Weihnachtskirche oder Mc-Donald’s?

Moskau. Dem Wiederaufbau einer von den Bolschewisten zerstörten orthodoxen Kirche in der ukrainischen Hauptstadt Kiew steht ein Hamburger-Lokal der Fastfood-Kette McDonald’s im Weg. Alte Kommunisten haben das Kirchengelände an die im Osten vordringenden Neokapitalisten verscherbelt.

In Kiew ist um die Wiederherstellung der historischen Weihnachtskirche ein Machtkampf zwischen der Stadtverwaltung und dem globalen Konzern McDonald’s ausgebrochen: Dieser hatte vor drei Jahren am Standort des ehemaligen Gotteshauses ein zweistöckiges Restaurant errichtet - ohne Baugenehmigung.

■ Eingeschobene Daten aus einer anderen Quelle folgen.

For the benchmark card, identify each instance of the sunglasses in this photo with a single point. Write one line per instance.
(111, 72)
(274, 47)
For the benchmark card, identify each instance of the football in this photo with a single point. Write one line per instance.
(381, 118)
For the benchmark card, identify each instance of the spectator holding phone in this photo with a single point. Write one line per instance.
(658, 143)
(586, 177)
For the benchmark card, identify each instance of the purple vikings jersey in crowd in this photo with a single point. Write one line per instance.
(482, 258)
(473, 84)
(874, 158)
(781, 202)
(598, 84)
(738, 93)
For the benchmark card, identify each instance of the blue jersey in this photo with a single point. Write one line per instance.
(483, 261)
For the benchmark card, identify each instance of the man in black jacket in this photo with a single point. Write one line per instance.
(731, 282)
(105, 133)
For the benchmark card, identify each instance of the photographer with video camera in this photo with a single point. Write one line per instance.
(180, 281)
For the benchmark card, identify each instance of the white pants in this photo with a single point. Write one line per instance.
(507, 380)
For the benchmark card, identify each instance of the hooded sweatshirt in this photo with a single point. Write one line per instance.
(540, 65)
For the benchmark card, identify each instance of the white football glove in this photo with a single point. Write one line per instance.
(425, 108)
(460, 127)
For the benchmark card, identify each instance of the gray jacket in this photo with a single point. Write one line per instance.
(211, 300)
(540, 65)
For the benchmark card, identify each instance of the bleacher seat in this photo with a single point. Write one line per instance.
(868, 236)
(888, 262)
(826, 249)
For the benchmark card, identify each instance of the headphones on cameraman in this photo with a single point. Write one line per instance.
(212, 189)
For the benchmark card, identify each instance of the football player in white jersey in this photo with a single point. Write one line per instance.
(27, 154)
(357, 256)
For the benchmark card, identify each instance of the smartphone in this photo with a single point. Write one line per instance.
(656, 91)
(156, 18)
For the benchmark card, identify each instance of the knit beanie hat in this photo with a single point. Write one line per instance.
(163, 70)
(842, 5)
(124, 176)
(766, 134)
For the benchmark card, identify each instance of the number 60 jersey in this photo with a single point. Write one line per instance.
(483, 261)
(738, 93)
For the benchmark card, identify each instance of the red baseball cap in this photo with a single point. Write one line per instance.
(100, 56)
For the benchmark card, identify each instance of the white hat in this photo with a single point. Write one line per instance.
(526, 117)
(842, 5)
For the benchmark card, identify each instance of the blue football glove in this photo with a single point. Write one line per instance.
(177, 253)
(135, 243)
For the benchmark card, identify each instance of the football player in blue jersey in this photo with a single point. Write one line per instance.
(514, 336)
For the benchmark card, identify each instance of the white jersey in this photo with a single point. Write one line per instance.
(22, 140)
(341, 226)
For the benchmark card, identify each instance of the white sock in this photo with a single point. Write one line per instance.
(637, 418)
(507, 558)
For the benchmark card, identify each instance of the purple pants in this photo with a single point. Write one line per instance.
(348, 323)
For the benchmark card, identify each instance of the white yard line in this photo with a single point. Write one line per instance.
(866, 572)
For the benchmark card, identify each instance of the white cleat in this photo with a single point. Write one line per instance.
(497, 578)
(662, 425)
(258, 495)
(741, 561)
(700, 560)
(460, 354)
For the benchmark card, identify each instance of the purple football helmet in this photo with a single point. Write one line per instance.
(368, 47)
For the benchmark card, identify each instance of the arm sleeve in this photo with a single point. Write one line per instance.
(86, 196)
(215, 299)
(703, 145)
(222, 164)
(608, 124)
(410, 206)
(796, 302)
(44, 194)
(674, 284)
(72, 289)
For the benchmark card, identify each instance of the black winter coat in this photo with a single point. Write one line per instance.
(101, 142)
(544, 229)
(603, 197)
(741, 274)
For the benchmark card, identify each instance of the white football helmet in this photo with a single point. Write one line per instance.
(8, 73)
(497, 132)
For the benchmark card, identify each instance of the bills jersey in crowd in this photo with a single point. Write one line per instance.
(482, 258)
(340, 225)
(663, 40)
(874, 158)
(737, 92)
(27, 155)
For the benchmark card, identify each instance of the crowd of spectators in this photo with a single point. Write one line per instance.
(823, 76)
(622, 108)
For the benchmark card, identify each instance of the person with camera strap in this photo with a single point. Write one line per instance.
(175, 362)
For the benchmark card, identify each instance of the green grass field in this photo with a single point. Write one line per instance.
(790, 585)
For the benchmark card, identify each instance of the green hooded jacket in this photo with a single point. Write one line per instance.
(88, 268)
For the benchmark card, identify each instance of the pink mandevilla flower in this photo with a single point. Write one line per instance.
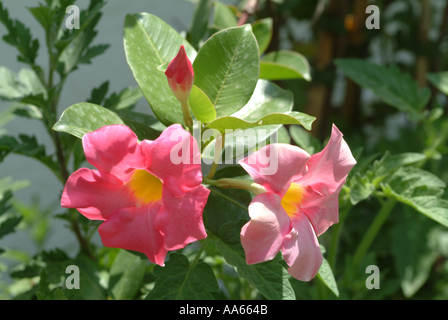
(300, 204)
(148, 204)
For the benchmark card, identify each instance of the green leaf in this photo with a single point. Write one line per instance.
(179, 281)
(199, 22)
(201, 105)
(262, 30)
(361, 188)
(27, 146)
(20, 37)
(150, 42)
(233, 123)
(439, 80)
(283, 65)
(126, 276)
(269, 278)
(305, 139)
(227, 69)
(413, 256)
(325, 274)
(223, 17)
(225, 205)
(8, 226)
(84, 117)
(419, 189)
(15, 86)
(90, 287)
(395, 88)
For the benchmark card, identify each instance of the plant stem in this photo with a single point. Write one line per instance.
(201, 249)
(226, 183)
(371, 233)
(333, 249)
(187, 116)
(219, 144)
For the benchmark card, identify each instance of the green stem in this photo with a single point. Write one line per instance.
(335, 235)
(219, 144)
(201, 250)
(226, 183)
(371, 233)
(185, 105)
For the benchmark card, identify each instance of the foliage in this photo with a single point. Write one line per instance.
(253, 69)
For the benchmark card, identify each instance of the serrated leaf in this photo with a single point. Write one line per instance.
(283, 65)
(269, 278)
(82, 118)
(395, 88)
(227, 68)
(150, 42)
(179, 281)
(126, 275)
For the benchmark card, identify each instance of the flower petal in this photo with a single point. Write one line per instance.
(262, 236)
(304, 265)
(329, 167)
(95, 194)
(275, 171)
(322, 210)
(178, 173)
(114, 149)
(180, 217)
(133, 229)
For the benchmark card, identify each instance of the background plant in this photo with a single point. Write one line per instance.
(385, 89)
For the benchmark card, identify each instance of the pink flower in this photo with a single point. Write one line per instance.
(180, 75)
(300, 204)
(148, 204)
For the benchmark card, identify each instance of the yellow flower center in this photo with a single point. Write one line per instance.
(291, 200)
(145, 186)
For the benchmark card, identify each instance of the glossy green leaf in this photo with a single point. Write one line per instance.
(283, 65)
(150, 42)
(419, 189)
(223, 17)
(395, 88)
(325, 274)
(126, 275)
(413, 255)
(269, 278)
(263, 33)
(201, 105)
(199, 22)
(233, 123)
(227, 68)
(177, 280)
(440, 80)
(305, 139)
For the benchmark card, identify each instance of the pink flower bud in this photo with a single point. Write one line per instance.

Die Weihnachtskirche von Kiew war in ihrer ursprünglichen Gestalt über 300 Jahre alt und erfreute sich bei der gläubigen Bevölkerung grosser Verehrung. Für viele Ukrainer wurde sie auch zum nationalen Heiligtum, seit dort 1861 der Abdankungsgottesdienst für ihren grössten Dichter Taras Schewtschenko stattgefunden hatte.

Das war für Stalin ein doppelter Grund, sie 1934 bei seiner grossangelegten Kirchen-Vernichtungsaktion dem Erdboden gleichzumachen: Wie viele andere berühmte Kirchen mit dem Moskauer Erlöser-Dom an der Spitze wurde auch die Kiewer Weihnachtskirche gesprengt.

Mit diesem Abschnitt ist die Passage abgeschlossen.